Hoffer MD PhD, Abram Basic Health Publications ePub

CHAPTER 5

VITAMIN B3

Vitamin B3 is the anti-pellagra vitamin. Adding niacinamide to flour almost eradicated pellagra, a disease that was a major scourge in the Southeast United States until the cause of pellagra was discovered. There are several forms of vitamin B3. All are equivalent as vitamins, but there are differences as well. Niacinamide (also known as nicotinamide) is the one most commonly added to multivitamin preparations because it does not cause vasodilatation or flushing. It has no effect on blood lipid levels, and has not been tested for any protective effect against vascular disease. Niacin (also known as nicotinic acid) acts as a vasodilator when it is first taken.

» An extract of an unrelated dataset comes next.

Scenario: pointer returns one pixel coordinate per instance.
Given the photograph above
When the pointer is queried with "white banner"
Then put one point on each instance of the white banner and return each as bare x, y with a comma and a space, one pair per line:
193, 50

It is the gold standard for lowering cholesterol, triglycerides, and lipoprotein A, and for elevating high-density lipoprotein cholesterol. It also decreases deaths in patients who have already had one coronary. It is available in no-flush forms, which have to be carefully formulated. Inositol niacinate is a combination of two vitamins, inositol and niacin. The niacin is released from this compound so slowly that it does not cause flushing. It also has an effect on lipids, but it is not as effective as niacin. All the forms are equally therapeutic for the arthritides (inflammations of the joints), for healing, and for cancer. When I think circulation should be improved, I prefer niacin as a vasodilator. For my cancer-treatment program, I use 300 mg to 3 grams daily.